Data Quality Methods






Keywords: Data quality, data cleansing, data scrubbing, warehousing, legacy data, total quality management.






Table of Contents

1.0 Introduction to Data Quality and Clean-up

1.1 Purpose and Scope

1.2 Data Quality Defined

2.0 Data Quality Methods

2.1 Methods Strategy Outline

2.2 Data Quality Project Phases

Preliminary Problem Identification (Task 1.0)

Define Data Issues (Task 2.0)

Analyze (Task 3.0)

Improve (Task 4.0)

2.3 Roles and Responsibilities

3.0 Methods Suggestions by Project Type

3.1 Projects: Future Data Quality

Improve the Request for Data from Outside Organizations

Improve Data Provided by Outside Organizations

Data Entry

3.2 Projects: Legacy Data Cleaning

Generic Current Data Cleanup

Clean Legacy Data Within One System

Clean Legacy Data in a Set of Systems

Clean Legacy Data Export to a Warehouse

Clean Current Warehouse Data

Data Quality Methods



Richard J. Orli

Based on a Public Document prepared for the US Gov't.,

this version © 1996 richard j. orli

1.0 Introduction to Data Quality and Clean-up



Data quality relies on a chain of events: what is asked for and how, how it is entered, what is edited and when, and finally how data is reviewed, stored, and used. Since data quality is affected by virtually every part of the business process, data quality is an integral part of what must be a Total Quality Management concept.

Clean data is the result of some combination of two efforts: making sure that data entered into the system are clean, and cleaning up problems once the data has been accepted. The first part is best interactive and immediate, although it may include some "close of business day" review and rework processes. The second type of effort is, fundamentally, a batch data cleanup exercise.

Clean data is also the result of a shared sense of responsibility and never-ceasing vigilance.

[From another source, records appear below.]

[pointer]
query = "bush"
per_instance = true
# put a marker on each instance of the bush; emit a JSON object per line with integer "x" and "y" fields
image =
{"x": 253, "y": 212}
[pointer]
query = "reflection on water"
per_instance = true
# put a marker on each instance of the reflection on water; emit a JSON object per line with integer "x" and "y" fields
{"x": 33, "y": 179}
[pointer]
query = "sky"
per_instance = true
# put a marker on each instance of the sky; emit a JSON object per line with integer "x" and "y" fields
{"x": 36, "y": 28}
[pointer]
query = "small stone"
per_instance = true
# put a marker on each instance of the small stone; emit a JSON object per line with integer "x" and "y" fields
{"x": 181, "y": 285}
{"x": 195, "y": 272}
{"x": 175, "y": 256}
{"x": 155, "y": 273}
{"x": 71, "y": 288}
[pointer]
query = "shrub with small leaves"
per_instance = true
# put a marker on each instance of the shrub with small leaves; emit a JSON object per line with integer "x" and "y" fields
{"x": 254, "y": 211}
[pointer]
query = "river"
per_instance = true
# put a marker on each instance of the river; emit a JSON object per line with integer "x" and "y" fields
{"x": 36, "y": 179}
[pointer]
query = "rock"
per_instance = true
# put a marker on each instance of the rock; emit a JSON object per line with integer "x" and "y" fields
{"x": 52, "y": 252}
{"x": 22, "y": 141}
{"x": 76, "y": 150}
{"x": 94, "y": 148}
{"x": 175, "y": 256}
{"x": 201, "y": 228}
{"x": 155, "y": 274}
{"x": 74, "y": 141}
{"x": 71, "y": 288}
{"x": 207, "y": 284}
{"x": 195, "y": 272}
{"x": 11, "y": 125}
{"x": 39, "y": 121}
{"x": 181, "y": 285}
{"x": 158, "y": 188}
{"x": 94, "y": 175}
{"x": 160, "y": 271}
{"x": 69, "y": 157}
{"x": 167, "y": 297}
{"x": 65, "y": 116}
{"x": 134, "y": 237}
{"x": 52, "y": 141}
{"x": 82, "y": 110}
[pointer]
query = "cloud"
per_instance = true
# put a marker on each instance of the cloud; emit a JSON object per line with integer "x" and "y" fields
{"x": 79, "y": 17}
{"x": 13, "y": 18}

Every time data is entered to the system, the person doing the entry should feel responsibility for and pride in the quality of the data and success of the mission. Managers responsible for a business area must be aware of their responsibilities for the data around which their work is structured. Business and technical experts must realize that anytime the business changes, the data might change. Responsibility is typically defined as a combination of data stewardship and ownership.

Data quality is one part of a larger data management process, which is concerned not only with the quality but the accessibility of data. At many organizations, the data administration function is the chief instrument for administrating data standards and recommending data methodologies. However, every organization must participate in data stewardship and ownership responsibilities.

1.1 Purpose and Scope

This paper briefly summarizes a basic strategy for proactive data cleansing. The main intent is to provide information that will be helpful in planning a data cleanup project. To that end, suggestions are provided in a "cookbook" format. It must be understood that each project will be unique, and the specifics of each plan will vary.

This data quality task is structured as one of problem identification and resolution. However, the same steps can be followed as part of a comprehensive data quality assurance program that identifies and corrects data issues before they become problems.

Data quality is defined, and the general methodology is outlined. The methodology stages are supported with the various "aids" to help define the problem, assist with analysis steps, and place the project. In addition, steps for each type of data quality project are suggested.



1.2 Data Quality Defined

Quality data is, simply put, data that meets business needs. According to Andrew Ippilito, data has a number of quality characteristics:

Accuracy

1) The measure or degree of agreement between a data value (or set of values) and a source assumed to be correct.

2) A qualitative assessment of freedom from error.

Completeness

1) The degree to which values are present in the attributes that require them.

Consistency

1) Data are maintained so they are free from variation or contradiction.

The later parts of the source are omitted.